Bev Godwin, director of online resources and interagency development for the White House new media team, asked the public on Friday to weigh in on the decade-old federal policy that does not allow agencies to use persistent cookies on their Web sites. The reason has to do with privacy, but it makes it harder for agencies to create Web services like those in the private sector. The White House wants the public to tell them what they think.



COMMENTS
Be informed that I am now using Firefox as my browser, with settings to delete all cookies, including super cookies, as soon as I exit any browser session.
I get this support thru the Better Privacy add-on to Fire Fox.
So far I have not yet found a site that has denied me access because I had deleted cookies from last time I visited.

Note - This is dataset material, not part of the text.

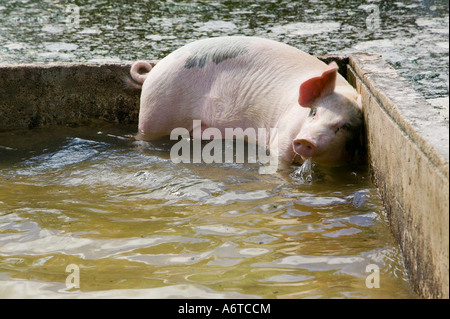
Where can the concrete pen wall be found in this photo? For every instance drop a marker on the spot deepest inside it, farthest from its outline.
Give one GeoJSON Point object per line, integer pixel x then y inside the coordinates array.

Some Gov web sites do use some features that I believe are asking for security trouble down the road, such as Flash (controlled by a private enterprise that could get hacked) ... I am constantly deciding not to look at some info, because the webmaster has taken security risk choices, that I do not want to share, because I have no idea about the cyber security of the plugins needed to view the data.

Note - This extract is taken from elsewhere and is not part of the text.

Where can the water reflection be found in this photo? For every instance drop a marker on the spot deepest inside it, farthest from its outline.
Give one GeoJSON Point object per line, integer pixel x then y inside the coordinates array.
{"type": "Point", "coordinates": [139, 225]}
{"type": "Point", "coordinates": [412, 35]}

I find out about these risk with the No Script add on to Fire Fox.
It is like when we get phone spam, trying to sell us some product or service, where we have not researched the outfit involved. They want us to buy NOW, and invariably I decline, because most times when I have gone along with the pitch, I end up regretting it later.
When a web site asks us to install this or that, to access whatever, it is not so easy to ask "what the heck is this, and why do we need it?" much easier to say "forget about that information."